Beyond housing, Davis points out how the Black community faces discrimination just by existing in their bodies, referencing the CROWN Act that aims to ban discrimination based on hair texture and style in the US. Established in 2019, the bill is still working its way through Congress, having been repeatedly blocked by Senate Republicans. “If you’re a Black woman with dreadlocks, there are spaces where you cannot exist and jobs you cannot have with that type of hair,” Davis adds.

That is why it’s so poignant that Hair Salon focuses on such a highly politicized topic and with an impressive outcome. Thanks to a dreadlock technique, Davis’ design material has more strength and tension than a standard flat knit. “Plus it’s really beautiful,” she notes. Though development is still in the early stages, Davis thinks the material has countless applications, from furniture to shading structures to full shelters.
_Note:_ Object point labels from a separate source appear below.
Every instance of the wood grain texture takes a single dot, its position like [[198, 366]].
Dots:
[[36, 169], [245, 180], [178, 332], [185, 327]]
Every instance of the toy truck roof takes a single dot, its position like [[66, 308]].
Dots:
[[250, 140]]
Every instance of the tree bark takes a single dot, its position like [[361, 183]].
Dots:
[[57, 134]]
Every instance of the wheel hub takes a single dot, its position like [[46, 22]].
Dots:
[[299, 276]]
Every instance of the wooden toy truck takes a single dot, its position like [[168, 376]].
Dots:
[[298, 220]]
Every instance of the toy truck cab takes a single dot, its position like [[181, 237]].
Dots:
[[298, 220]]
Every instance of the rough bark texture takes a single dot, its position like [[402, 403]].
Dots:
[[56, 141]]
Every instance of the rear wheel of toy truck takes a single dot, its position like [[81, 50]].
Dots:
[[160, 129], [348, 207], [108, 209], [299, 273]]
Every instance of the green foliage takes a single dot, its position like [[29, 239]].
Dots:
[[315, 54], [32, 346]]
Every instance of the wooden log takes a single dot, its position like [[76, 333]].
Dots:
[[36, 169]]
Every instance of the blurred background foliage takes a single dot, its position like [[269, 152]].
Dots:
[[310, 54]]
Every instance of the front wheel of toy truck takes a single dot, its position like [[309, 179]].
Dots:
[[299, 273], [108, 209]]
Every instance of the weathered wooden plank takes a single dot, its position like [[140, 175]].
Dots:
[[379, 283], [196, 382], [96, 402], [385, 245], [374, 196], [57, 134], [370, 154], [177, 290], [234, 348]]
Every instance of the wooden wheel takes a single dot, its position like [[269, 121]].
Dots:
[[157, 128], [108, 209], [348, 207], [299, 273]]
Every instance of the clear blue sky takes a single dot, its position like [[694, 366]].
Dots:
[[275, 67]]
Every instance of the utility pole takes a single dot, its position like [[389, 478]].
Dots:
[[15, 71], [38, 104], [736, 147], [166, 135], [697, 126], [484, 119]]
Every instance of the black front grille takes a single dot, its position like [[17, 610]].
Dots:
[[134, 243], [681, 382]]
But this project is about more than building prototypes; Davis hopes it has a bigger impact in the design world at large. “Hair salons are often places of collectivity and connection—which is another way for us to rethink how we create architecture,” she explains. “Hair care is for everyone, and architecture and design should be within reach for everyone too. It’s ultimately a practice about caring.”

An iso cord or cable net that is knitted as a flat “rose” then tensioned upward to make a load-bearing column. Knitted by Ian Danner, Model with Hiranshi Patel, 2022, SOFTLAB at Penn State University.

 Photo courtesy of Felecia Davis

The Hair Salon project is just the latest effort in a celebrated career with a focus on social justice. Davis helped found the Black Reconstruction Collective, a nonprofit that supports design work centered around emancipating the African diaspora. The group took shape after the Museum of Modern Art’s notable 2021 exhibition Reconstructions: Architecture and Blackness in America, formed by the 10 featured artists, architects, and designers.

The organization gets its name from the post–Civil War Reconstruction period, when the US government put policies in place to improve the lives of African Americans. “The Black Reconstruction Collective is about creating a time like that, where we can rethink how Black people exist in our world and, through that process, make it better for everyone,” Davis says. “For example, in the United States, we’ve seen Black neighborhoods serve as the dumping grounds for toxic waste to keep it out of other neighborhoods. But, pretty soon, everywhere becomes a dumping ground and we can no longer hide our problems.”

That’s why exploratory initiatives like Hair Salon are so vital. “We’re at a point of urgency when it comes to global issues like climate change, and everyone will be affected—which is why we need to consider other ways of knowing,” Davis urges.

A series of Hair Salon exhibitions at design institutions across the country kick off on February 2 at the University of Houston’s Gerald D. Hines College of Architecture and Design. Davis’ models will be on display alongside photography showcasing Black hair styles, maps highlighting how the slave trade impacted the dissemination of hair techniques, and more. Both the project and the exhibition create space to, as Davis puts it, “imagine life how we’d like it to be” in harmony with one another and the world around us.